Dutrieu learned to fly using a Santos-Dumont Demoiselle monoplane in early 1910. On 19 April 1910 she reputedly became the first woman pilot to fly with a passenger. On 25 November 1910 Dutrieu became the fourth woman in the world, and the first Belgian woman, licensed as an aeroplane pilot, receiving Aéro-Club de Belgique (Aero Club of Belgium) licence #27. Her appearances at air shows earned her the nickname the "Girl Hawk". There was a minor scandal early in her aviation career when it was revealed to the press that she did not wear a corset while flying.
She was also style conscious, wearing the first known high fashion pilot suit, designed by the Paris couturier Bernard In September 1910 Dutrieu flew non-stop from Ostend to Bruges, Belgium. From 26 September to 1 October she flew, frequently carrying passengers, at the aviation week in Burton-upon-Trent, England. She was the first woman pilot to stay airborne for more than an hour and on 21 December 1910 she became the first winner of the Coupe Femina (Femina Cup) for a non-stop flight of 167 km in 2 hours 35 minutes. In 1911 she regained the Coupe Femina temporarily with a flight of 254 km in 2 hours 58 minutes but that year's cup was eventually won by Marie Marvingt. In September 1911 Dutrieu travelled to the United States with her Farman III biplane. She competed for the women's altitude record and the Rodman-Wanamaker trophy, subsequently won by Matilde Moisant, at the Nassau Boulevard airfield meeting in Garden City, New York.

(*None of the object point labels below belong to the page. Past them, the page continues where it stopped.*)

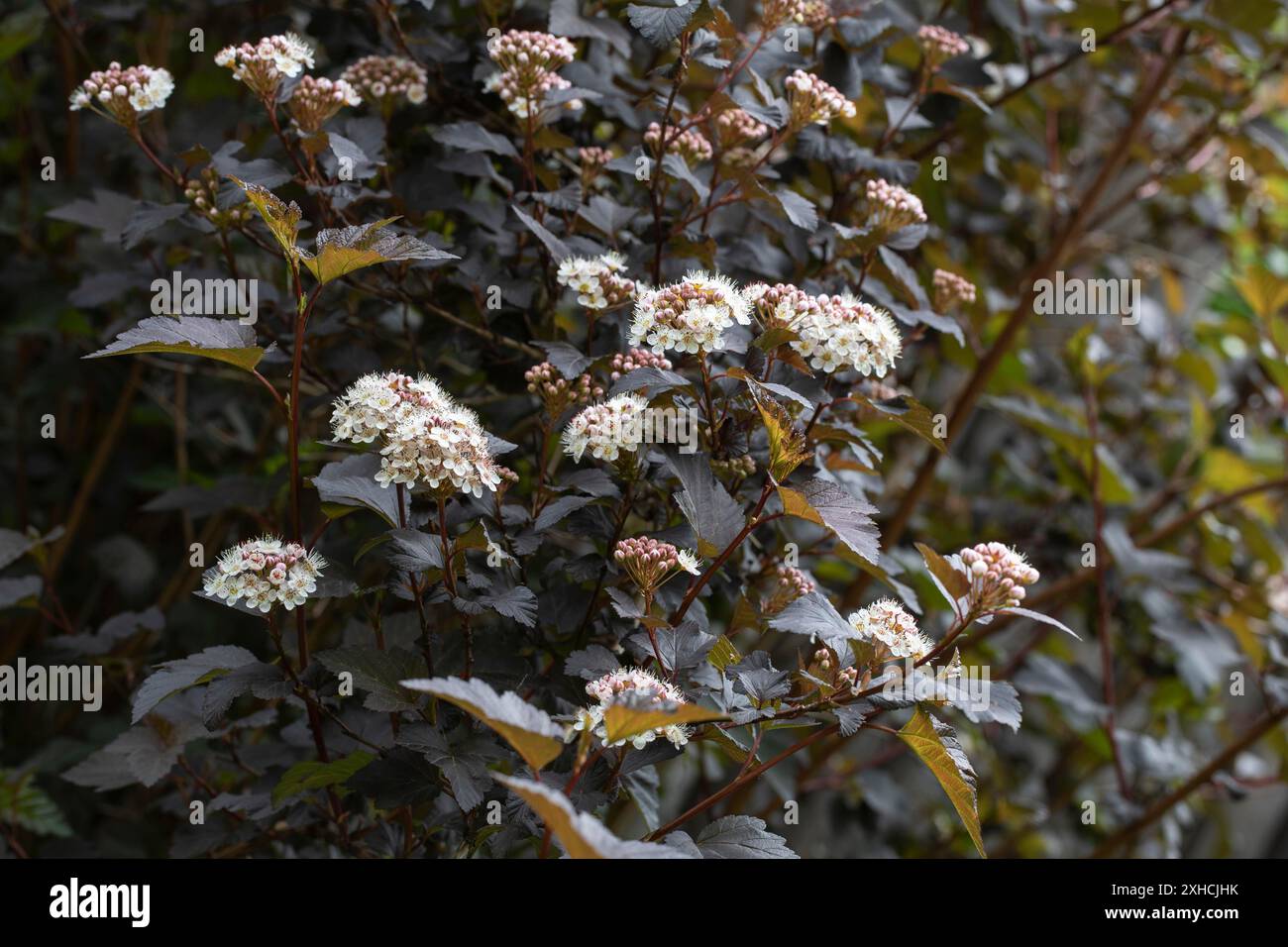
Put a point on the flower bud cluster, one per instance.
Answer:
(599, 282)
(638, 686)
(939, 44)
(608, 429)
(690, 316)
(691, 145)
(997, 574)
(316, 101)
(124, 94)
(649, 562)
(558, 393)
(385, 81)
(528, 60)
(262, 65)
(790, 583)
(265, 573)
(625, 363)
(812, 101)
(202, 193)
(890, 208)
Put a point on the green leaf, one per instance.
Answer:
(741, 836)
(185, 672)
(223, 341)
(377, 673)
(282, 218)
(787, 447)
(580, 834)
(352, 482)
(528, 729)
(911, 414)
(829, 505)
(623, 722)
(25, 804)
(936, 745)
(716, 517)
(312, 775)
(951, 582)
(344, 250)
(661, 25)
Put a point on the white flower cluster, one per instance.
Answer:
(599, 282)
(997, 574)
(314, 101)
(265, 573)
(951, 290)
(690, 316)
(892, 630)
(429, 438)
(639, 685)
(124, 94)
(940, 44)
(608, 429)
(528, 60)
(833, 333)
(814, 101)
(262, 65)
(890, 208)
(384, 80)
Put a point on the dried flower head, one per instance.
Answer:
(690, 316)
(429, 438)
(599, 282)
(997, 575)
(951, 290)
(939, 44)
(737, 127)
(812, 101)
(527, 78)
(890, 630)
(638, 686)
(833, 333)
(124, 94)
(265, 573)
(316, 101)
(608, 429)
(691, 145)
(262, 65)
(386, 81)
(202, 193)
(890, 208)
(625, 363)
(558, 393)
(649, 562)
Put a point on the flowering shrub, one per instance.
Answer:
(619, 379)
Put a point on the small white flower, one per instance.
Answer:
(265, 573)
(690, 562)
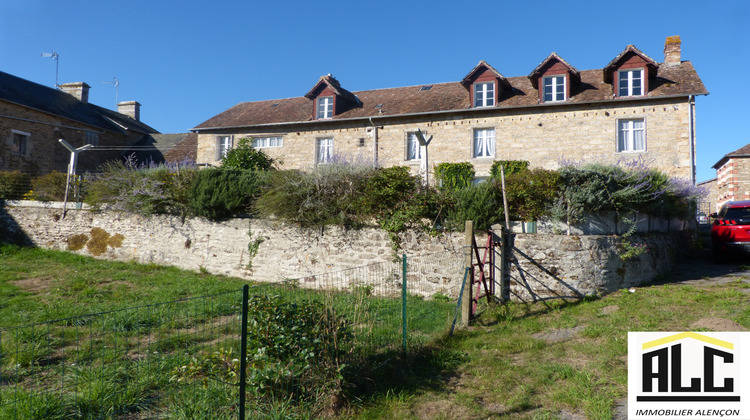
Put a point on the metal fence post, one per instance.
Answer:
(468, 280)
(505, 264)
(243, 351)
(403, 302)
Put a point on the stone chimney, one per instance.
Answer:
(130, 108)
(79, 90)
(672, 51)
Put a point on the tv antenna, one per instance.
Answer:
(116, 83)
(55, 56)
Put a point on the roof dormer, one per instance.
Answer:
(630, 72)
(485, 85)
(557, 78)
(330, 99)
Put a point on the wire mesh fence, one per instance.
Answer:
(184, 359)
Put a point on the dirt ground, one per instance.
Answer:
(698, 269)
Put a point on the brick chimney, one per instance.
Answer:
(130, 108)
(79, 90)
(672, 51)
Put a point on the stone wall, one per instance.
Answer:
(544, 265)
(543, 136)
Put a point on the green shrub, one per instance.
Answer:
(454, 175)
(386, 188)
(328, 195)
(510, 167)
(245, 156)
(531, 194)
(220, 193)
(125, 186)
(481, 203)
(13, 185)
(50, 187)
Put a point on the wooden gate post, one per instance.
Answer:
(468, 280)
(505, 243)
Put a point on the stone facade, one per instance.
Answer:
(633, 108)
(544, 136)
(543, 266)
(733, 180)
(34, 117)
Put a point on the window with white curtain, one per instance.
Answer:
(484, 94)
(630, 82)
(325, 107)
(265, 142)
(554, 88)
(413, 151)
(484, 142)
(631, 135)
(223, 144)
(324, 150)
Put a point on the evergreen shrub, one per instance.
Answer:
(219, 193)
(454, 175)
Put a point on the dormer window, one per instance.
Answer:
(630, 82)
(555, 79)
(325, 107)
(554, 88)
(484, 94)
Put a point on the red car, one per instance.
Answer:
(730, 232)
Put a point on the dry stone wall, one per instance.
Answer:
(543, 265)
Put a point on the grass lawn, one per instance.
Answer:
(526, 361)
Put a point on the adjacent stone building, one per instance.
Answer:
(34, 117)
(632, 108)
(732, 177)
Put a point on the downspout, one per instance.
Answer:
(374, 144)
(691, 116)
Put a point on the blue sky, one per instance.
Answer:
(186, 61)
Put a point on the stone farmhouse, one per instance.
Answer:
(631, 108)
(33, 117)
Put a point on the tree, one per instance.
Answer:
(245, 156)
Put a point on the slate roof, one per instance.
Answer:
(743, 151)
(53, 101)
(170, 148)
(670, 81)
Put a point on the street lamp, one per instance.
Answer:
(71, 167)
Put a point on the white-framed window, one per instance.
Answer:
(630, 82)
(631, 135)
(324, 150)
(554, 88)
(325, 107)
(223, 144)
(484, 94)
(265, 142)
(413, 151)
(92, 138)
(484, 142)
(20, 142)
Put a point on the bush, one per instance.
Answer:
(510, 167)
(530, 194)
(481, 203)
(13, 185)
(296, 350)
(386, 188)
(597, 187)
(220, 193)
(50, 187)
(328, 195)
(154, 189)
(245, 156)
(454, 175)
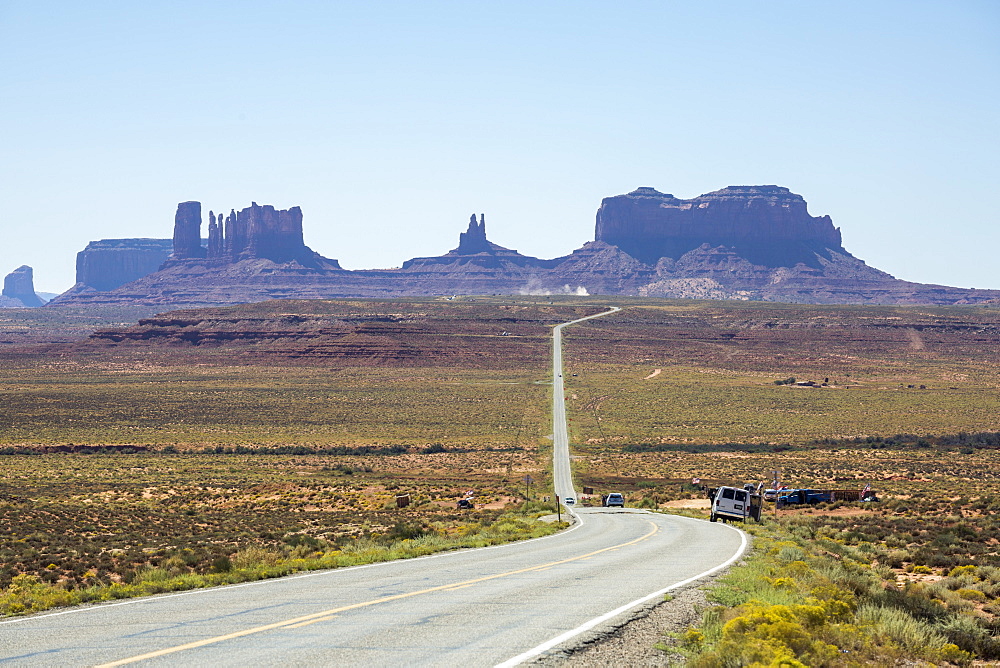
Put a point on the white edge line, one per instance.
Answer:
(558, 640)
(101, 605)
(87, 607)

In the same year Dutrieu beat 14 male pilots to win the Coppa del Re (King's Cup) in Florence, Italy. In 1912 she reputedly became the first woman to pilot a seaplane. Later the same year she won a prize in competition against four other seaplane pilots, including Réne Caudron, at Ouchy-Lausanne, Switzerland. In 1913 Dutrieu became the first woman aviator awarded membership of the Légion d'honneur (French Legion of Honour).
During World War I Dutrieu became an ambulance driver. Général Février put her in charge of the ambulances at Messimi Hospital. She later became the director of Campagne à Val-de Grâce military hospital. After the war she became a journalist. In 1922 she married Pierre Mortier and took French nationality. She later became vice president of the women’s section of the Aéro-Club de France (Aero Club of France). In 1953 she was awarded the Médaille de l'Aéronautique (French Medal for Aeronautics). In 1956 she created the Coupe Hélène Dutrieu-Mortier (Hélène Dutrieu-Mortier Cup) with a prize of 200,000 francs for the French or Belgian woman pilot who made the longest non-stop flight each year.
Hélène Dutrieu died in Paris, France, on 26 June 1961, at the age of 83.1898, awarded the Cross of St. Andre with diamonds by Leopold II of Belgium.
1910 December 21, won the Aéro-Club de France's (Aero Club of France) Coupe Femina (Femina Cup).
1913, named a member of the légion d'honneur (French Legion of Honour).
1953, awarded the Médaille de l'Aéronautique (French Medal for Aeronautics).